Abstract
Objective
The objective of this study is to determine the validity and reliability of the red filter meibography by smartphone compared with infrared in assessing meibomian gland drop-out.
Methods and analysis
An analytical cross-sectional study was done with a total of 35 subjects (68 eyes) with suspected MGD based on symptoms and lid morphological abnormalities. Meibomian glands were photographed using two smartphones (Samsung S9 and iPhone XR) on a slit-lamp with added red filter. Images were assessed subjectively using meiboscore by the two raters and drop-out percentages were assessed by ImageJ.
Results
There was no agreement in meiboscore and a minimal level of agreement in drop-out percentages between red filter meibography and infrared. Inter-rater reliability showed no agreement between two raters. Intra-rater reliability demonstrated weak agreement in rater 1 and no agreement in rater 2.
Conclusion
Validity of the red filter meibography technique by smartphones is not yet satisfactory in evaluating drop-out. Further improvement on qualities of images must be done and research on subjective assessment was deemed necessary due to poor results of intrarater and inter-rater reliability.

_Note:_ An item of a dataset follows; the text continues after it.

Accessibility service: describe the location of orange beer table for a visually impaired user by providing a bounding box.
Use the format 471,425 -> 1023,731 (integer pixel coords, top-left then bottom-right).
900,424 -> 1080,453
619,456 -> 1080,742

Keywords: Imaging, Diagnostic tests/Investigation, Ocular surface
WHAT IS ALREADY KNOWN ON THIS TOPIC
Meibography is a technique to evaluate meibomian gland in vivo. Currently, it still uses infrared as the main modalities to visualise meibomian glands with excellent results. However, as MGD cases were still on the rises, we needed to develop inexpensive, simpler and readily available techniques using smartphone camera rapid improvement to perform meibography.
WHAT THIS STUDY ADDS
Although the validity and reliability in grading drop-outs are not comparable to infrared method, the meibomian gland can still be visualised using a red filter and captured by smartphones. This is promising and valuable, especially in rural and remote areas where infrared technology is not available.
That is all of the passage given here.